Man wolle vermeiden, dass das gesamte Geschäft über einen einzigen Pfad abgewickelt wird, um zu verhindern, dass sich Hacker in diesen Pfad einschleichen können. Aus diesem Grund wählt man eine zweite Methode, einen zweiten Kanal, der notwendig ist und auf der Serverseite des Onlineshops oder der Bank zusammenkommen muss, damit das Einwählen in das Service stattfinden kann, so Posch.

Ein Mann nutzt Smartphone und Kreditkarte um online einzukaufen

Fotolia/alexbrylovhk

Banken waren Vorreiter bei der Zwei-Faktor-Authentifizierung

TAN-Nummer als zweiter Faktor beim Onlinebanking

Ein bekanntes Beispiel für so eine zweite Methode ist die TAN-Nummer. Diese wurde Bankkunden früher in Papierform, auf TAN-Listen, zur Verfügung gestellt. Mittlerweile werden die Codes meist per SMS auf das Mobiltelefon gesendet. Die TAN-Nummern müssen zusätzlich zu Verfügernummer und Passwort eingegeben werden, um beispielsweise eine Onlineüberweisung durchführen zu können.

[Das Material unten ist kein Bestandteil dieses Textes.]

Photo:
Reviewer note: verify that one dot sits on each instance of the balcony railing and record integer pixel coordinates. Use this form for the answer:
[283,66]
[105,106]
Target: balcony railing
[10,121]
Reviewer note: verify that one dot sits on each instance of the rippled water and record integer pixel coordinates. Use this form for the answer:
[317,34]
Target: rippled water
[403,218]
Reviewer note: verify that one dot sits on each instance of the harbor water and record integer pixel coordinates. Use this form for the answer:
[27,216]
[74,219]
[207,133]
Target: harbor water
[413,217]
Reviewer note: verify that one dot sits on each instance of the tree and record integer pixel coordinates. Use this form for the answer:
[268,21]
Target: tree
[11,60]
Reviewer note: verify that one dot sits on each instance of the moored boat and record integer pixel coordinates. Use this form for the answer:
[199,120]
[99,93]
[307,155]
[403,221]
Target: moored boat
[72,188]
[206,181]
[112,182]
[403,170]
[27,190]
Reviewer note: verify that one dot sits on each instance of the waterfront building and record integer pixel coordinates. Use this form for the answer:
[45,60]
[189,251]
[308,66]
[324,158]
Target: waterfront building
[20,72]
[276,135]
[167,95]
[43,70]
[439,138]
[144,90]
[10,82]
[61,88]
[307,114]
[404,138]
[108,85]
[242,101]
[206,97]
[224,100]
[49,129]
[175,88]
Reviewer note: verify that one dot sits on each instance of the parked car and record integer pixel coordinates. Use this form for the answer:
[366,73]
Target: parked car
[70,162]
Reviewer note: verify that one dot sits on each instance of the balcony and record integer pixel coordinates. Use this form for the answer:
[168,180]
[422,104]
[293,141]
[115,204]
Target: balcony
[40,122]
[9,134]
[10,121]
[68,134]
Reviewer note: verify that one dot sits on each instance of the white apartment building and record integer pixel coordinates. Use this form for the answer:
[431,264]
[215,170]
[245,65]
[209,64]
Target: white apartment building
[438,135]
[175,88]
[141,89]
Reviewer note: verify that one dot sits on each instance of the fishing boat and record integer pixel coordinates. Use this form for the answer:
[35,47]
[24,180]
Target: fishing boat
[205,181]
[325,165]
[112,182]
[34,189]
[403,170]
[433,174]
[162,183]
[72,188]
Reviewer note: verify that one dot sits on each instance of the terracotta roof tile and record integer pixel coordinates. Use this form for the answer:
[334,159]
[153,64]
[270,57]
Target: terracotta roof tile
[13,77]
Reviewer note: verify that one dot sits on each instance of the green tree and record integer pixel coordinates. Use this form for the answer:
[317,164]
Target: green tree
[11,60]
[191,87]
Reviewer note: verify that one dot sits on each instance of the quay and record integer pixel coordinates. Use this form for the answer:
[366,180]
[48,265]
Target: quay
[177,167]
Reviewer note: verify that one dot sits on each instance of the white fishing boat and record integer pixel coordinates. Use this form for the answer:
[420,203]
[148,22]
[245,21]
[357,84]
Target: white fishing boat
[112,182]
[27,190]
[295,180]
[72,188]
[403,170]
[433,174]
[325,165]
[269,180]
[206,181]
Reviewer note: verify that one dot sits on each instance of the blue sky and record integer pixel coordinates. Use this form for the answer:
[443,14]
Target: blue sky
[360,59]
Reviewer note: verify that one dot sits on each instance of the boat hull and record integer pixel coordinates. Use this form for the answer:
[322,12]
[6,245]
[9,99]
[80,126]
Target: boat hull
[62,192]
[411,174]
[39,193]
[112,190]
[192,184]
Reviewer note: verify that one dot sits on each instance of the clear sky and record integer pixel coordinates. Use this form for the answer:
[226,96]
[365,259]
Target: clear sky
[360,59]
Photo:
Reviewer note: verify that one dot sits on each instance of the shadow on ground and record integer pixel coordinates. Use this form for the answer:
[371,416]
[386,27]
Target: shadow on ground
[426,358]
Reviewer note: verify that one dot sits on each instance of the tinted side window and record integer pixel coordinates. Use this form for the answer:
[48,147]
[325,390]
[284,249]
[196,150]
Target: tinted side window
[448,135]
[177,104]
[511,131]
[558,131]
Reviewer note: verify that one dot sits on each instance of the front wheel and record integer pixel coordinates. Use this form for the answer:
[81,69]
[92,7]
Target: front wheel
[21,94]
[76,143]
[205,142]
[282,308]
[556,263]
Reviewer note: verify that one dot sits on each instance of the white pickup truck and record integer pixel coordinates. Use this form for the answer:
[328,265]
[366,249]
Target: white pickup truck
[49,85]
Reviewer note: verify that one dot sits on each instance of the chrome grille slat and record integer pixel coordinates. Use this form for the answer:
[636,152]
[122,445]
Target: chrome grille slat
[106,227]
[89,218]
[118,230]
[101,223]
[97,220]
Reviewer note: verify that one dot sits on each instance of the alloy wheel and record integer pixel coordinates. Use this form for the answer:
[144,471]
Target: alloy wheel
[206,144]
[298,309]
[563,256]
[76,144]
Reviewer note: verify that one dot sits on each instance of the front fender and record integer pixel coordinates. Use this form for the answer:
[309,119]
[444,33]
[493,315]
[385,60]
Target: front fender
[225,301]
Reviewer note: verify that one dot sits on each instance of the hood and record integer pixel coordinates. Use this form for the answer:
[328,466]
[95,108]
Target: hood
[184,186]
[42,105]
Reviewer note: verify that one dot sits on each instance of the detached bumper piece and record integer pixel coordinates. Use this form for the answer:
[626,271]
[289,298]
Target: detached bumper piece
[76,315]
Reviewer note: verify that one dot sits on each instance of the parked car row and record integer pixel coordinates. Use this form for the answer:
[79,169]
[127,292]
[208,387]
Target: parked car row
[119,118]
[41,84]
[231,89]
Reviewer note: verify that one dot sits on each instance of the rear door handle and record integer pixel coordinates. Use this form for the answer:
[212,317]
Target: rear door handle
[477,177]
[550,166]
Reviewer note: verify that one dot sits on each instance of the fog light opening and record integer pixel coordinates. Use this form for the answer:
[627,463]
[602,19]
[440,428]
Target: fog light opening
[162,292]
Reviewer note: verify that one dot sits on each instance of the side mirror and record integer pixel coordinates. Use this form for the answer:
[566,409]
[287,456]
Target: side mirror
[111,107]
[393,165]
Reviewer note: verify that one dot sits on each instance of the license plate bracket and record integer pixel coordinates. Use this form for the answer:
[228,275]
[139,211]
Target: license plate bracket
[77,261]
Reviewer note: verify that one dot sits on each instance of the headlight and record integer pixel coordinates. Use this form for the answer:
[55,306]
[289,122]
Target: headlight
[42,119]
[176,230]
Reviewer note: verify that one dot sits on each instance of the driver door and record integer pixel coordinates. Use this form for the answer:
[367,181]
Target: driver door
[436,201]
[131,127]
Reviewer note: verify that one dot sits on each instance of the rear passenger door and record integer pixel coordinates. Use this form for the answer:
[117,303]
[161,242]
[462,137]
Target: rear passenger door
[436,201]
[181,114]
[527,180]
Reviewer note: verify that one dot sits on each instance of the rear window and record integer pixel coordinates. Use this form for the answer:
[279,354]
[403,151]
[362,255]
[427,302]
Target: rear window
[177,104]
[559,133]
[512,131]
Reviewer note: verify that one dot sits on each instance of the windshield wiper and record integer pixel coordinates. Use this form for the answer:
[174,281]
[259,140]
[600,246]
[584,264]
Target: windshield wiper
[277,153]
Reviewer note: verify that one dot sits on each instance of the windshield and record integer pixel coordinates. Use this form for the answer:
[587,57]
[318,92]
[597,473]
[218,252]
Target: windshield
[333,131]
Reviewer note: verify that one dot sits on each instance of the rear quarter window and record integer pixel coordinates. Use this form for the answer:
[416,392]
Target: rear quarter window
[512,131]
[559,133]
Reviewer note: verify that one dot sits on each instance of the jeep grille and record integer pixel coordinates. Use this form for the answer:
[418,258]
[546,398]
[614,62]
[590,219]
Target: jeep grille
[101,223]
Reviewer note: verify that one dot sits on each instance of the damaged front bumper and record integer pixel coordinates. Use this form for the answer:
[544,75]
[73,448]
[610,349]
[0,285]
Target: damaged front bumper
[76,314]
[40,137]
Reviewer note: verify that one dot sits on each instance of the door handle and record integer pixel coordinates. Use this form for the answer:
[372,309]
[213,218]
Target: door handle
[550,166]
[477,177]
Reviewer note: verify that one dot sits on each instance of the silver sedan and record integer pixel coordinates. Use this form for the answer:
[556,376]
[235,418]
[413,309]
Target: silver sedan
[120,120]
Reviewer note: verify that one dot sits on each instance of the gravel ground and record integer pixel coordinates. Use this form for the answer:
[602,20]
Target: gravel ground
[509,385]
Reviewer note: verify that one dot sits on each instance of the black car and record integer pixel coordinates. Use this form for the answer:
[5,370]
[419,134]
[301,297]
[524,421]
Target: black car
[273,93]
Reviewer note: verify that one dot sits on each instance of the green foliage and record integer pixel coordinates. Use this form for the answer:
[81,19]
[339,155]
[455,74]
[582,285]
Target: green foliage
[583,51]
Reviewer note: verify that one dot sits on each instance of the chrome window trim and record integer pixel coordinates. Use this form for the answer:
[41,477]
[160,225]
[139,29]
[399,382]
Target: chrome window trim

Dadurch werde es Hackern schwer gemacht, die Transaktionen abzufangen, da sie die TAN-Nummer, also den zweiten Faktor, auch dann nicht kennen, wenn es ihnen gelungen sein sollte, in den Besitz des Passworts zu gelangen. Ein Angreifer müsste den zweiten Pfad, über den die TAN-Nummer übertragen wird, synchron attackieren, was eine sehr komplexe Operation sei, so Posch.

Verunsicherung durch neue Banking-Apps

Seit dem 4. September gelten innerhalb der EU schärfere Sicherheitsbestimmungen für das Online-Banking. Diese wurden im Rahmen der Zweiten Zahlungsdienstleistungsrichtlinie der Europäischen Union (PDS2) umgesetzt. Die alte TAN-Liste auf Papier ist abgeschafft, die mobile TAN per SMS soll in Bälde folgen. Die Banken bieten nun neue Apps zur Abwicklung von Bankgeschäften an.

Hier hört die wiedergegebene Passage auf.